By Tom Cherveny
They were keeping score at the Governor's Pheasant Opener, and at the end of the day it added up to 52 roosters harvested and some 352 birds flushed.
A good showing for 85 hunters when considering the nose dive we've seen in pheasant numbers.
The inaugural Governor's Pheasant Opener in Montevideo beat the expectations of many, and by all accounts served its purpose of introducing people to the hunting opportunities that are found in the area.
Dave Trauba, manager of the Lac qui Parle wildlife area for the Minnesota Department of Natural Resources, was among those smiling after the morning hunts. He's been around for the good years too. He noted that even in the best of years an opening day harvest of one bird per hunter would be bragging material.
Hunters and camera-toting media folks were led into the field by volunteer guides, and a few parties just struck out on their own. DNR Commissioner Tom Landwehr led his son and daughter, Hunter, 13, and Jocelyn, 11, to a Nature Conservancy property. It was acquired through Outdoor Heritage funds and, consequently, is open to public hunting. Hunter bagged his limit of two roosters. Jocelyn carried a BB gun and, according to her father, totally ventilated a pop can found at the parking spot.

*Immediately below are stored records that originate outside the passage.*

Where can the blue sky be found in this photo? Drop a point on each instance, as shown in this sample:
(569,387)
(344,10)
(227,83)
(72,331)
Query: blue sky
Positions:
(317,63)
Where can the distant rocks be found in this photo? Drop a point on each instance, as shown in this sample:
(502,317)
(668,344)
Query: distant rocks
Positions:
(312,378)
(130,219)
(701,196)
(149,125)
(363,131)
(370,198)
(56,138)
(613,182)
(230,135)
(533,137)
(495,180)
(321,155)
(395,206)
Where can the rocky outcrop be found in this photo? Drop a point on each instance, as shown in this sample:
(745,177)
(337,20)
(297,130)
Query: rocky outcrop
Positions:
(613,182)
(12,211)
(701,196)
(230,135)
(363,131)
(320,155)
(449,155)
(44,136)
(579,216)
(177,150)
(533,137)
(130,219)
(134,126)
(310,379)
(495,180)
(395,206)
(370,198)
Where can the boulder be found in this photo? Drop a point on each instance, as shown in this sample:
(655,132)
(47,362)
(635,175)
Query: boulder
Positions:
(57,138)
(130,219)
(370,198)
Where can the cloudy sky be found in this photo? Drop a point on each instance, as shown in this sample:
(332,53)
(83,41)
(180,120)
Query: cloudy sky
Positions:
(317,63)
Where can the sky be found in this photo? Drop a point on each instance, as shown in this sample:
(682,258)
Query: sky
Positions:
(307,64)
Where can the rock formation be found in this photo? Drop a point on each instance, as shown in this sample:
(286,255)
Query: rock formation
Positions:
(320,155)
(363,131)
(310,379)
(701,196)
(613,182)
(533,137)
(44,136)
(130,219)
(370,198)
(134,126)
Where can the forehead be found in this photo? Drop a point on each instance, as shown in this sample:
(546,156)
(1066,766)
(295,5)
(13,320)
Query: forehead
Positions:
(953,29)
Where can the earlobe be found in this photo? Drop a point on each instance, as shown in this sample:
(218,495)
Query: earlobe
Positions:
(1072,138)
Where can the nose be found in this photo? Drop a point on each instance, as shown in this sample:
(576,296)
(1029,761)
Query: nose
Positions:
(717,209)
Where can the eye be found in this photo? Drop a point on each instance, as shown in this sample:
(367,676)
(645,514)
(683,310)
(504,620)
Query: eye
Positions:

Congressman Collin Peterson and his party headed to lands north of Appleton, where they've opened the season in the past, and had birds flying all over. Party members credit Peterson with some sharp shooting to bag his birds, too.
This writer was part of a party of seven, led by Tom Brusven, that dropped four roosters and flushed plenty of hens. Brusven is chair of Pheasants Forever in Chippewa County and our success had lots to do with the work of that chapter and its members.
It's an active chapter. Brusven said they have to limit ticket sales for the annual banquet to 400 because that's all they can handle.
Or, as Matt Holland, senior field coordinator with Pheasants Forever from New London put it earlier in the day: "They get it in Chippewa County.''
Hopefully, all the media attention focused on the opener helped get that message out there to the
rest of the hunting world.
The most important message of the day came from the many participants who voiced their love for the sport, getting outdoors and the friendships it fostered. Political rivals jested and focused on what really brought everyone together.
Getting birds was a bonus, said Paul Johannes of Willmar, who had the honors of leading the gun dogs in Gov. Mark Dayton's hunting party.
"It was more about the grass, the day, the dogs and everybody being out,'' he said.